BACKGROUND: In 1994 the authors published first results of anti-HCV antibodies in the group of 92 porphyria cutanea tarda patients, tested with ELISA second generation enzymatic method. Positivity, found in 21.7 per cent of them, was significantly higher when compared with the results of healthy blood-donors.
Anti-HCV reactivity thus ascertained can be, however, non-specific in some cases and need not necessarily indicate existence of an active replication of hepatitis C-virus. The authors have therefore subsequently tried to verify the above results by the more sensitive polymerase chain reaction (PCR), enabling the proof of viral RNA and thus an assessment of the replication-activity of HCV.
This study completes their previous findings for the evidence of viraemia in anti-HCV reactive PCT-patients. METHODS AND RESULTS: 21 of 92 PCT-patients were reactive when examined with the second generation ELISA method (Sanofi, Pasteur).

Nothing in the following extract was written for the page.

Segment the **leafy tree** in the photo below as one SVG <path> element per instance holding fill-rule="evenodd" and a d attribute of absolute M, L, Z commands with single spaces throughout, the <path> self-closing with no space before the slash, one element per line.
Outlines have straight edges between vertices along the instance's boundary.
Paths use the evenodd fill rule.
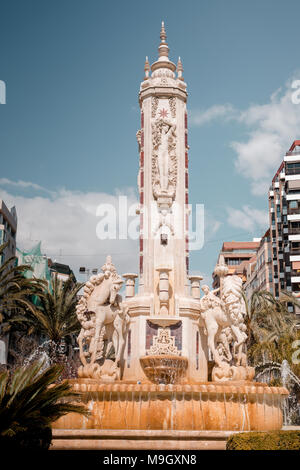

HCV RNA was examined in 20 subjects from the above group (one patient died in the meantime) by means of PCR. Positive HCV RNA was found in 17 patients, i.e. in 85 percent of them.
Percutaneous liver biopsy without visual control was performed in 17 anti-HCV reactive and HCV RNA positive patients and in 46 anti-HCV negative porphyrics. The biopsy-findings were significantly worse in the HCV RNA-positive group.
Also the average activity of ALT and AST was significantly higher in the patients with positive HCV RNA when compared with anti HCV-negative subjects. CONCLUSIONS: High frequency of HCV-infection (21.7 percent) was found in our group of 92 PCT-patients.
Viraemia was present in the vast majority (85 per cent) of them, for they had also positive HCV RNA besides anti-HCV reactivity. These patients had also higher ALT- and AST-activity and more severe histological liver-changes.
HCV-infection is the main virological cause of their liver lesion, beside ethylism. Hepatocellular carcinoma is rather exceptional in our porphyria patients in spite of their frequent HCV-infection.